The Influence of Multiple Pregnancies on Gait Asymmetry: A Case Study
Aude S. Lefranc, Glenn K. Klute, and Richard R. Neptune
Gait asymmetry is a predictor of fall risk and may contribute to increased falls during pregnancy. Previous work indicates that pregnant women experience asymmetric joint laxity and pelvic tilt during standing and asymmetric joint moments and angles during walking. How these changes translate to other measures of gait asymmetry remains unclear. Thus, the purpose of this case study was to determine the relationships between pregnancy progression, subsequent pregnancies, and gait asymmetry. Walking data were collected from an individual during 2 consecutive pregnancies during the second and third trimesters and 6 months postpartum of her first pregnancy and the first, second, and third trimesters and 6 months postpartum of her second pregnancy.
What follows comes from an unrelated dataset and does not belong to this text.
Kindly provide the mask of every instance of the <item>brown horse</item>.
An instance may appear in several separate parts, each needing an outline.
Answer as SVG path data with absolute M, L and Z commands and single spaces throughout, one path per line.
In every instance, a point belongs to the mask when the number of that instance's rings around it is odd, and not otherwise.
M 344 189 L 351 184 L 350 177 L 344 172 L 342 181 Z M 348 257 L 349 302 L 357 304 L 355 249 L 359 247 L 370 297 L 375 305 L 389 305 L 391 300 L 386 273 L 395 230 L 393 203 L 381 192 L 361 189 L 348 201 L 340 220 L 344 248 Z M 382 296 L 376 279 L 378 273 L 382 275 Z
Existing asymmetries in step length, anterior–posterior (AP) impulses, AP peak ground reaction forces, lateral impulses, and joint work systematically increased as her pregnancy progressed. These changes in asymmetry may be attributed to pelvic asymmetry, leading to asymmetric hip flexor and extensor length, or due to asymmetric plantar flexor strength, as suggested by her ankle work asymmetry. Relative to her first pregnancy, she had greater asymmetry in step length, step width, braking AP impulse, propulsive AP impulse, and peak braking AP ground reaction force during her second pregnancy, which may have resulted from increased joint laxity.